ほどよく体のラインが出るベージュのワンピースから、すらりと伸びる白く長い手足。艶のある髪に潤んだ瞳。そして、ぽってりとした血色のいい唇。自分で言うのも何だが、香織は恵まれた容姿をしている。

時刻は18時を少し過ぎたところ。退社前に会社のお手洗いで入念に化粧直しをしていると、後輩の由紀子に声をかけられたのだ。

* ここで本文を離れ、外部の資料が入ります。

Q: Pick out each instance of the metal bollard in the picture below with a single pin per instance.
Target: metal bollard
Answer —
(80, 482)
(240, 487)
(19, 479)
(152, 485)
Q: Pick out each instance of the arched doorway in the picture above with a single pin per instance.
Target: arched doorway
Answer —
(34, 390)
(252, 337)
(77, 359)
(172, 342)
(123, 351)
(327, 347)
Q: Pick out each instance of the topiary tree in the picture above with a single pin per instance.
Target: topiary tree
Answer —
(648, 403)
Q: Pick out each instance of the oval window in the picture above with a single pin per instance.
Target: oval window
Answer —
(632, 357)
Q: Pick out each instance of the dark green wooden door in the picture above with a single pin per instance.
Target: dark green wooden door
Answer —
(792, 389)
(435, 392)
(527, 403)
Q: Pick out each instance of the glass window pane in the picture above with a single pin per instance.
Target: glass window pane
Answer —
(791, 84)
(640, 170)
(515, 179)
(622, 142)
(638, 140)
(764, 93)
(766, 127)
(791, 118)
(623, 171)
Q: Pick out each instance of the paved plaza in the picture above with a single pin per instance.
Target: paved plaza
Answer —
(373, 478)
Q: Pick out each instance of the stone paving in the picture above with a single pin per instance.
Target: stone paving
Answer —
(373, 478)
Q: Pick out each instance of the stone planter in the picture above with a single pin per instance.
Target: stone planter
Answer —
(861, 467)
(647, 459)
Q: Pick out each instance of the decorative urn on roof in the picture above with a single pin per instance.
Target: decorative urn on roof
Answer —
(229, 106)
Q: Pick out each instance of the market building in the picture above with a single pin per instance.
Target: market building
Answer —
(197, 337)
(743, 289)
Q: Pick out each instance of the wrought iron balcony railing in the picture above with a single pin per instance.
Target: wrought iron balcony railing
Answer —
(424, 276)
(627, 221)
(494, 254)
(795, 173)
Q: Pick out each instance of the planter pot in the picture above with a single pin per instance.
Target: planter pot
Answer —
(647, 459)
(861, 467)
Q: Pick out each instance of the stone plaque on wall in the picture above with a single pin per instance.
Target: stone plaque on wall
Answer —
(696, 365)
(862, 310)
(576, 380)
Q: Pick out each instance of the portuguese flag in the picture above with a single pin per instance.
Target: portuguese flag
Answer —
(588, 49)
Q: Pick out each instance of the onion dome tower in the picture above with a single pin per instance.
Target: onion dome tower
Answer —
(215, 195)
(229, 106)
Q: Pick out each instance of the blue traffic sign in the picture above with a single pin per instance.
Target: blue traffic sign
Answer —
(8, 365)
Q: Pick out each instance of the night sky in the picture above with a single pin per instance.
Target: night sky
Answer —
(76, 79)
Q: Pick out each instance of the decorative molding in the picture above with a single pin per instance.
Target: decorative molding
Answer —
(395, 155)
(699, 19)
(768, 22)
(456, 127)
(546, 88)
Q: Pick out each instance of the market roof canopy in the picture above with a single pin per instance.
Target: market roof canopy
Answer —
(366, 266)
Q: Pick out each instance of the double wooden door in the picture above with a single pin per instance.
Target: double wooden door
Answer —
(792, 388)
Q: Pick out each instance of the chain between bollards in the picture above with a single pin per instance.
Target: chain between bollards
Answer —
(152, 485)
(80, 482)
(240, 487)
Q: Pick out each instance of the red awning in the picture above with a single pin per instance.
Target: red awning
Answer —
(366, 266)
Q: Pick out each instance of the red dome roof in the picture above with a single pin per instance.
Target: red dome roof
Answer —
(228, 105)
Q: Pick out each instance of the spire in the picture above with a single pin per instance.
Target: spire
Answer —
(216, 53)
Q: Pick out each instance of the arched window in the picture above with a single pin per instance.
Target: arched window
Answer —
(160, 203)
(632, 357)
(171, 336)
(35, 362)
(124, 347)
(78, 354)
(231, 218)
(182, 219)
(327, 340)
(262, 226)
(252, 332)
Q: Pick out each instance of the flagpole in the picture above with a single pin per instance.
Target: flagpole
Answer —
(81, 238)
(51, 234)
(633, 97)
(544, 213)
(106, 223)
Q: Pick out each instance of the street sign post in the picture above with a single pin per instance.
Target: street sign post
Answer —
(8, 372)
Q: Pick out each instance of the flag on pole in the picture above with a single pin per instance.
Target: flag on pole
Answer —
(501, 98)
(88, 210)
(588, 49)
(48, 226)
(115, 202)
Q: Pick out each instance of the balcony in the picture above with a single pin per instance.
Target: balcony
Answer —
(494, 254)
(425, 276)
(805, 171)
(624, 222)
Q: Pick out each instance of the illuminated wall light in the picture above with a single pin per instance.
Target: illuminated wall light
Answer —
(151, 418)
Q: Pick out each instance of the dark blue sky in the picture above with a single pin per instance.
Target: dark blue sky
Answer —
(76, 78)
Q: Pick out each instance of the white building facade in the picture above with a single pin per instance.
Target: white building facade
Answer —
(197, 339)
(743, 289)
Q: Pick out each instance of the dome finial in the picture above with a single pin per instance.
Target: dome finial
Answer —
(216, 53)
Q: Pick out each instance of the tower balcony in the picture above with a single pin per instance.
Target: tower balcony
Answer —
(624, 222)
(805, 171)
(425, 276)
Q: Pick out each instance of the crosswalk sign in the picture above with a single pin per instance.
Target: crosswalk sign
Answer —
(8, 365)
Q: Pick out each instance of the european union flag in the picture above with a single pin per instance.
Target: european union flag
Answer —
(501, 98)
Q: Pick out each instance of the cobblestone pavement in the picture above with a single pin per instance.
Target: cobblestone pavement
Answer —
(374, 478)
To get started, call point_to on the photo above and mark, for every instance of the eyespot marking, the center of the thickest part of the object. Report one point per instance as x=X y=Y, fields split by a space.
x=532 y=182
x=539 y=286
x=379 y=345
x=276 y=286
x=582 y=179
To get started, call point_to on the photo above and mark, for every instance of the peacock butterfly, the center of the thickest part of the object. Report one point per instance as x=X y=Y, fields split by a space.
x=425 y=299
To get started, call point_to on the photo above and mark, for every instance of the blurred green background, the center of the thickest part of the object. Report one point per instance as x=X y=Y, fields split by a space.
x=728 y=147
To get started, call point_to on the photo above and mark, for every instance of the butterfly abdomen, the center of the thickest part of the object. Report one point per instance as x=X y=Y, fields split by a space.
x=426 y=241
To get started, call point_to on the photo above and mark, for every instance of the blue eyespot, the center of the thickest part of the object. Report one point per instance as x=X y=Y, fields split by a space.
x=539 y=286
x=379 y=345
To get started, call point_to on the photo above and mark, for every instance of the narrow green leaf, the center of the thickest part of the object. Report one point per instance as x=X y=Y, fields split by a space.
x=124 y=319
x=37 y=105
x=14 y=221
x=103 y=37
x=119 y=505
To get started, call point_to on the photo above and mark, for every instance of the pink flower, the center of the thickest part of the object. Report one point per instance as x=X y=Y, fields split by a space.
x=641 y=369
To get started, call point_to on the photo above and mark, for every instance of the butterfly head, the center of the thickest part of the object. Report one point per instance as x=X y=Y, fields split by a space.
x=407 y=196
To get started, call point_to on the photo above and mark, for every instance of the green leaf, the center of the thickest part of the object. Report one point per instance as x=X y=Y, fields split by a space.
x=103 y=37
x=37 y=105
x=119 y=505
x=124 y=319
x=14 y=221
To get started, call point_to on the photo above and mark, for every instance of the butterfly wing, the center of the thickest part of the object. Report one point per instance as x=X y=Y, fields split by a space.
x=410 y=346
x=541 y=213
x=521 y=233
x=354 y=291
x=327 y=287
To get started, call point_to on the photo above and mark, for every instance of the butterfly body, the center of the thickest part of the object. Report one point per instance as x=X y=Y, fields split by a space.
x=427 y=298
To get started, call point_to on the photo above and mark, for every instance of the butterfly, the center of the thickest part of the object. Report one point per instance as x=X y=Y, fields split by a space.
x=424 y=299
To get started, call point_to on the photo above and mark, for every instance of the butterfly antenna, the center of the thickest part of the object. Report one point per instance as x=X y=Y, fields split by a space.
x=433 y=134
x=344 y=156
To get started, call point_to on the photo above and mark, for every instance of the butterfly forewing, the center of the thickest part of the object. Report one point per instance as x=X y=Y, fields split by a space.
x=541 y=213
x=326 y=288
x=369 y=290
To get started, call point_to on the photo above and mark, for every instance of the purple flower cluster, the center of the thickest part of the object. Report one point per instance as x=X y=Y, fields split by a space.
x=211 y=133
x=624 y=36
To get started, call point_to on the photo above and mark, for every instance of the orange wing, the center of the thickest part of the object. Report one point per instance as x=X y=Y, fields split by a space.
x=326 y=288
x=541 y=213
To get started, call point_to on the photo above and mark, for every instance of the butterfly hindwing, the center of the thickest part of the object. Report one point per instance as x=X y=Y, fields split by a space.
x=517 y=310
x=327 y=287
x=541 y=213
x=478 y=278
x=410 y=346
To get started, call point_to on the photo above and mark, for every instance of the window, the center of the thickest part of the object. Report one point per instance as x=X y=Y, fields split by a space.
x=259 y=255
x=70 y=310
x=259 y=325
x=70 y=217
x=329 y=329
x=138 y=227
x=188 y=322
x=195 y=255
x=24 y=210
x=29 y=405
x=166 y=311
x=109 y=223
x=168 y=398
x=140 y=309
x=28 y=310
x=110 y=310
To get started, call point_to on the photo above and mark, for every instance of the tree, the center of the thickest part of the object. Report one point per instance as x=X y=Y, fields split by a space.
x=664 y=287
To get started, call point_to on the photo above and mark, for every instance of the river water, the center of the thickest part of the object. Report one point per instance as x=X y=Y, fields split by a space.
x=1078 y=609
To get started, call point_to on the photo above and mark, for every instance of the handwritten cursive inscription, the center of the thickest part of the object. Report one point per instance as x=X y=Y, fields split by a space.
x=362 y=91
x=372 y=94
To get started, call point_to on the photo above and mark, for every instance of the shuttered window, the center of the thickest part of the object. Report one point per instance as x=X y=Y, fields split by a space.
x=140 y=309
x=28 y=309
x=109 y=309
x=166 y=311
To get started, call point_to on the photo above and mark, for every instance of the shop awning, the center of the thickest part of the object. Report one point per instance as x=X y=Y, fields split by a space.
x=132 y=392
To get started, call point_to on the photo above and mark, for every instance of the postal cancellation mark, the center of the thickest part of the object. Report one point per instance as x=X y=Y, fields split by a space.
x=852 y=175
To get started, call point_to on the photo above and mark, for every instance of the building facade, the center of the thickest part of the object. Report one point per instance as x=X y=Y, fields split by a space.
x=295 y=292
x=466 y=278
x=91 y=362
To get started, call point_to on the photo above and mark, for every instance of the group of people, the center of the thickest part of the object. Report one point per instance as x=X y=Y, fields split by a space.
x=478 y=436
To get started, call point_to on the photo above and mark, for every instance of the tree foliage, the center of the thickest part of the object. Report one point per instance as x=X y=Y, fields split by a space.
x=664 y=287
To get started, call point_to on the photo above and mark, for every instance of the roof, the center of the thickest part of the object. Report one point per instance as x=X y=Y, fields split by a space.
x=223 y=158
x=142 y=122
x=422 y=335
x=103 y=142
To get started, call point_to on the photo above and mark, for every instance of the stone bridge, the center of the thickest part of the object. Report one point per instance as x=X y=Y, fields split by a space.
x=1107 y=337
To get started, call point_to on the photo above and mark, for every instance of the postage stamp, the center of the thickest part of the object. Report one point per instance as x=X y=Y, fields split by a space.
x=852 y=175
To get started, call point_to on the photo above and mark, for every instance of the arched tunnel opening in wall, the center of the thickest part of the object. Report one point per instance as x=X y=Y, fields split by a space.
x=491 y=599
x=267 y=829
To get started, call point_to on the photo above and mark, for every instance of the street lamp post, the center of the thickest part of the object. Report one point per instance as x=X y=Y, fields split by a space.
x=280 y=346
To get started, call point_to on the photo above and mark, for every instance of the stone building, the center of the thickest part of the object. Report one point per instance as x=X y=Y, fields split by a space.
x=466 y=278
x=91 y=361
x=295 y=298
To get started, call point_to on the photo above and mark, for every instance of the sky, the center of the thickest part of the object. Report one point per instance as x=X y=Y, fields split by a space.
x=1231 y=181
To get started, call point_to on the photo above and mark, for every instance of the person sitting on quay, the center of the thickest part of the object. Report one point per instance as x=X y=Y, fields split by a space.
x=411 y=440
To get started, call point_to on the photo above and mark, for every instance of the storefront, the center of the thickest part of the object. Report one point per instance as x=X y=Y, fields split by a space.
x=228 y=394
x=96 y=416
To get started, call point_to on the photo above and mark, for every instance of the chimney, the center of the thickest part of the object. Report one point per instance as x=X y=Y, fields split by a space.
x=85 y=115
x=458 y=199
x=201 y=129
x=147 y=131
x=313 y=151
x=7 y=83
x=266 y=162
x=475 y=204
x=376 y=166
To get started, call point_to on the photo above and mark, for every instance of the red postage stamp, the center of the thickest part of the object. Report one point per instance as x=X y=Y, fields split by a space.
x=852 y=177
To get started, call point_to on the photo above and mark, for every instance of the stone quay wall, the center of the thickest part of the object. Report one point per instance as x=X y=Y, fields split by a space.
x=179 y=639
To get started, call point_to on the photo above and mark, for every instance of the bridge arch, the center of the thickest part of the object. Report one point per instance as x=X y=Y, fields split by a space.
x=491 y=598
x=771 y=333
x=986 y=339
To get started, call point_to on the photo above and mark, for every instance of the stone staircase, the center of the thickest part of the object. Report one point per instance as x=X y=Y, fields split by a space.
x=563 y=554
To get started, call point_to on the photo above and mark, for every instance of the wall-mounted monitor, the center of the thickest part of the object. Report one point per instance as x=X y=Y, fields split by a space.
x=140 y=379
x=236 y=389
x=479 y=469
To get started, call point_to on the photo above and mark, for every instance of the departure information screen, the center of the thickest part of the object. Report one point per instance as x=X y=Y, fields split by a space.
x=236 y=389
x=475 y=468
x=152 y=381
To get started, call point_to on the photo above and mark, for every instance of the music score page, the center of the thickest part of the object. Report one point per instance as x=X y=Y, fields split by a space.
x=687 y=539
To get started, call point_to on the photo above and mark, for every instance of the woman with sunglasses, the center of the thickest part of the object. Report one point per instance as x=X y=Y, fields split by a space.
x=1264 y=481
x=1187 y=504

「うん、拓斗が今日は珍しく早く帰れそうだって言うから…」

そう言った香織の声は、いつもよりハリがあり、どこか誇らしげだ。

「良いなー。香織さんの彼氏って、外資企業に務めるエリートですよね?その上見た目もカッコ良いなんて、完璧ですね 」

由紀子が持ち上げるように言うと、香織はふふっと笑ってゆっくりとコンパクトを閉じた。

「由紀子ちゃんの彼氏だって、広告代理店だし素敵じゃない。お互いゴールイン目指して頑張ろうね」

「はい、ではお先に失礼します」

彼女たちの会話はいつもこんな感じだった。会話の中心は美容やファッション、好きな俳優、そしてやはり恋愛話だ。

どんな職業の人たちと食事会をするか、彼氏とどんなレストランに行ったか、プレゼントは何か。そして、どんな人と結婚をするのか、が最大の関心事だ。

「よし、完璧」

香織は鏡に向かって得意の“悩殺スマイル”をし、最終チェックを終えた。



「遅くなってごめんね」

待ち合わせ場所の『西麻布 くすもと』に、仕事を抜けて来たという拓斗が少し遅れてやって来た。香織より3歳上の拓斗とはお食事会で知り合い、付き合ってもうすぐ1年になる。

外資系投資ファンドで働いている彼は、仕事が忙しく、普段あまり頻繁に会うことができない。それだけに、会える日は貴重だった。